IDOS co-hosted the international academic conference, which took place from 29 to 30 August at Utrecht University in the Netherlands. The two-day event culminated in a Conference Statement that was presented at the UN Summit of the Future on 22-23 September in New York. Prof. Frank Biermann, director of the GLOBALGOALS project, opened the Conference with some reflections on the limited political impact of the SDGs. This prompting broader discussion on whether the SDGs should be extended until 2050 to enable their full realisation.

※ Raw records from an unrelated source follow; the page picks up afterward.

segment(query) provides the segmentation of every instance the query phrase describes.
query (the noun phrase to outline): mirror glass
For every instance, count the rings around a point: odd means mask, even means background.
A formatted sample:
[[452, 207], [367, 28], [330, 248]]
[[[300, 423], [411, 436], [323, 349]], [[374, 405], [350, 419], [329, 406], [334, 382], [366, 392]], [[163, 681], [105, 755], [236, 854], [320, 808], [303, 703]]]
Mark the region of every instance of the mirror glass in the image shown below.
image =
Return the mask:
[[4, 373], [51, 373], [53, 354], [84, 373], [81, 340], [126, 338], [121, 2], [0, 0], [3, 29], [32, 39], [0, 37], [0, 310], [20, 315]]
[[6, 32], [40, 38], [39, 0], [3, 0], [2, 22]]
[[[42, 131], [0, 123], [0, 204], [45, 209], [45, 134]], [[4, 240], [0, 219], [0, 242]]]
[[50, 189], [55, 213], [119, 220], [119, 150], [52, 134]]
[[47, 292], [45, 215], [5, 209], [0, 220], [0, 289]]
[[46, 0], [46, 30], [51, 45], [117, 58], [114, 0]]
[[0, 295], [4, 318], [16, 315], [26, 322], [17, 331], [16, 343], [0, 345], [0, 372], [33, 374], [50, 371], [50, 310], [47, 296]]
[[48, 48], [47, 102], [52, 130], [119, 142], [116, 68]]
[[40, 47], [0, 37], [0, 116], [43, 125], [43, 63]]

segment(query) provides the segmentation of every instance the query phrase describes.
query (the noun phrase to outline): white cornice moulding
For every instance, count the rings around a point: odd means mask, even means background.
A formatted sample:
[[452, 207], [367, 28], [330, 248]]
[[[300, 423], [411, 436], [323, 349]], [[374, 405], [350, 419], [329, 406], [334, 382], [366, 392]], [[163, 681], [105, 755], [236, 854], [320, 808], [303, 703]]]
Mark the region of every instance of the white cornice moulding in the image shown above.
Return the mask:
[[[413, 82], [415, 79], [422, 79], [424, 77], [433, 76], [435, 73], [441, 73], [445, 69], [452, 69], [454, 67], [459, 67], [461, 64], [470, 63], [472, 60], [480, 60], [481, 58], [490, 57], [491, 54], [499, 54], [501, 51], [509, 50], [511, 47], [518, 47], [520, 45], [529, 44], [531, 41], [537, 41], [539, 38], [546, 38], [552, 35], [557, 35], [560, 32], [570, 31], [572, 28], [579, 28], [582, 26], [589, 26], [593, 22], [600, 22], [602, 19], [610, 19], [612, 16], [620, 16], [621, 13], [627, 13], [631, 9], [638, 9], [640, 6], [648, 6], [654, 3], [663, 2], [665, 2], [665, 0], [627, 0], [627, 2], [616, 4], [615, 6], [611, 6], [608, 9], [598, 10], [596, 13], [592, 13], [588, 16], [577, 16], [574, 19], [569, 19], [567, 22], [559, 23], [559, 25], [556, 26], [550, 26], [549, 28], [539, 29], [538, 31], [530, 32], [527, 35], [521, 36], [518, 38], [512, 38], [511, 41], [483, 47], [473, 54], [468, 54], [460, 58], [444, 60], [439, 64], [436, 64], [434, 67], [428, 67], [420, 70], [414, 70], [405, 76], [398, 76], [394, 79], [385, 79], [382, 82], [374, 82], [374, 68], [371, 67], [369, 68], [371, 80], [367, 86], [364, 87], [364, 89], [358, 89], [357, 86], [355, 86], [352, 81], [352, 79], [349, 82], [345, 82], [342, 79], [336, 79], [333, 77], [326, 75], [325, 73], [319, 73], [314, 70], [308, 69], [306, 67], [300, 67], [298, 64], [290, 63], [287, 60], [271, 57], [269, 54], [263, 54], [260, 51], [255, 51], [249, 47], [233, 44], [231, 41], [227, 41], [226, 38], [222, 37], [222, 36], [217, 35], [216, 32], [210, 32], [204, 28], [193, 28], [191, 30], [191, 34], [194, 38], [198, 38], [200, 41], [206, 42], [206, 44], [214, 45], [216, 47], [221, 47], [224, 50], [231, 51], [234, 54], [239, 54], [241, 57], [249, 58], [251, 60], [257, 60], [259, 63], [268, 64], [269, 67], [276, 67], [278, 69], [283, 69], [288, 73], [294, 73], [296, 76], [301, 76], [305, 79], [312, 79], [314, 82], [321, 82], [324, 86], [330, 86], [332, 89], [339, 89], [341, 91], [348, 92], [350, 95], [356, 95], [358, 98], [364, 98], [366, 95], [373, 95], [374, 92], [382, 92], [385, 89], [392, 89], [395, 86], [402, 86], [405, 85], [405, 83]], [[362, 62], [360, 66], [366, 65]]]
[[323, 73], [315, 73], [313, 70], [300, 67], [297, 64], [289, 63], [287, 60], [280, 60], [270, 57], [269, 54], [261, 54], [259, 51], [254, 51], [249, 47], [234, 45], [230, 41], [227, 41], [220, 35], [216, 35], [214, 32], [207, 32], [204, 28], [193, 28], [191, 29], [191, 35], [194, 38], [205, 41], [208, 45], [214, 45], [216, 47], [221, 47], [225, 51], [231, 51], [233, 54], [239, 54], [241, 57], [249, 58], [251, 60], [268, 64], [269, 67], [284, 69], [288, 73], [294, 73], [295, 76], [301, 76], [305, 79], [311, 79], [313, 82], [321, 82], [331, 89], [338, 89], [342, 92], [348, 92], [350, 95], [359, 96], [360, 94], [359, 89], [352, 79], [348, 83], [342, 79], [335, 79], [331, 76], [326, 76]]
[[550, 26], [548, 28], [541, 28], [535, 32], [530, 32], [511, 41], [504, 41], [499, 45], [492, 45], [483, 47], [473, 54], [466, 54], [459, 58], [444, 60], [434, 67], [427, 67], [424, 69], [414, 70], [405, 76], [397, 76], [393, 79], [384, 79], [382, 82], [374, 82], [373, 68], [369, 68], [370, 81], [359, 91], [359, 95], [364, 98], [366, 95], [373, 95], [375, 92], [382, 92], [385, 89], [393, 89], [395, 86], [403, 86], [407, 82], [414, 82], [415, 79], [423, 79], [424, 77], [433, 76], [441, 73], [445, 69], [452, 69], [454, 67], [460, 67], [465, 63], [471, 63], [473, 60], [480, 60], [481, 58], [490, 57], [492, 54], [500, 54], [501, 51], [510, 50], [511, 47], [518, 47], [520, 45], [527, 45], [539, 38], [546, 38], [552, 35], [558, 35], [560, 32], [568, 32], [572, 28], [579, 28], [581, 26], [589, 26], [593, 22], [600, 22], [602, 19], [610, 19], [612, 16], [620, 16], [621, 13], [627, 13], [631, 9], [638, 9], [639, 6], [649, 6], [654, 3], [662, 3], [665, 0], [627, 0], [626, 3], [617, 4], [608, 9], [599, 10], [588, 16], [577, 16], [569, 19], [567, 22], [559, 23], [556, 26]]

IDOS Director, Prof. Anna-Katharina Hornidge, delivered a keynote speech titled ‘International Sustainability Politics in a Time of Global (Dis-)Order’, showcasing the complex and volatile socio-political context in which the SDGs operate, particularly in a year of major elections across the globe. She discussed the important role of winning majorities in democratic processes for a global sustainability agenda, and specifically also the Agenda 2030.

With reference to the most recent elections within the European Union, in several member states, and globally, she argued that the recent decline in political rhetoric and strategy development surrounding the 2030 Agenda (particularly at the level of the European Commission) calls for critical reflection within the scientific community. This reflection should address the balance between conducting thorough analyses, such as examining the structural determinants of the 2030 Agenda’s implementation, and the scientific community’s contributions to the overall narrative on the 2030 Agenda’s performance.

Photo: Prof. Anna-Katharina Hornidge delivering her keynote speech on ‘International Sustainability Politics in a Time of Global (Dis-)Order’.

Prof. Anna-Katharina Hornidge delivering her keynote speech on ‘International Sustainability Politics in a Time of Global (Dis-)Order’. Photo by GLOBALGOALS2024.

Her keynote ended with a clear call for policy-making that understands and cherishes the 2030 Agenda as a global cooperation agenda and invests into its implementation (with the EU playing a special role here). In the direction of the scientific community, Prof. Hornidge pointed to the role of scientifically-grounded work at the science-policy-interface that offers constructive means to ensuring that it is indeed possible in democratically organised systems to win elections with a transformative sustainability agenda as political programme.

Prof. Ines Dombrowsky, a member of the GLOBALGOALS2024 International Steering Committee, chaired a semi-plenary on ‘Differentiation and Dynamisation of the SDGs’, which addressed some of the major challenges to accelerate the implementation of the SDGs, including the politics that can drive or inhibit policy coherence across the 17 Goals. She also presented her own research as part of the SHAPE project, titled ‘Policy Mixes for Sustainable Development Pathways: Representation in Integrated Assessment Models’. The paper shows how the Sustainable Development Pathway scenarios use policy mixes to constrain negative side-effects of unmitigated climate measures to achieve several SDGs simultaneously.

IDOS researcher Dr Marcelo Inacio da Cunha presented his research under the Klimalog project on ‘Rights-based access for leaving no biodiverse area nor anyone behind: Deliberative protected area councils in Amazônia’. The presentation focused on institutions governing conservation and resource access by forest peoples, and levers for moving from consultations by environmental entities with Local Communities, towards deliberative joint management in protected areas of Amazônia.

Within the research on the science-policy interface (SPI), Sarah Löpelt, IDOS researcher, presented initial results of the accompanying research as part of the Science Platform Sustainability 2030 (wpn2030). Her presentation focused on the ‘Transformative Idea’ of the DNS-Lab, an innovative format developed by wpn2030 that aims to co-create integrated knowledge at the SPI for the German Sustainable Development Strategy (DNS) in an agile manner.

Finally, IDOS researcher Alexia Faus Onbargi, whose PhD under the ClimEQ project is being supervised by both Ines Dombrowsky and Frank Biermann, presented some of her main findings on Just Transition (JT) preferences and views held by participants at a survey issued at COP28 in Dubai. Main insights here include strong preferences to integrate sustainable development, eradicating poverty and ensuring equality of opportunities into JT policy, as well as promoting policy coherence for JT governance, raising the question of whether the SDGs are in fact the best way to advance JTs.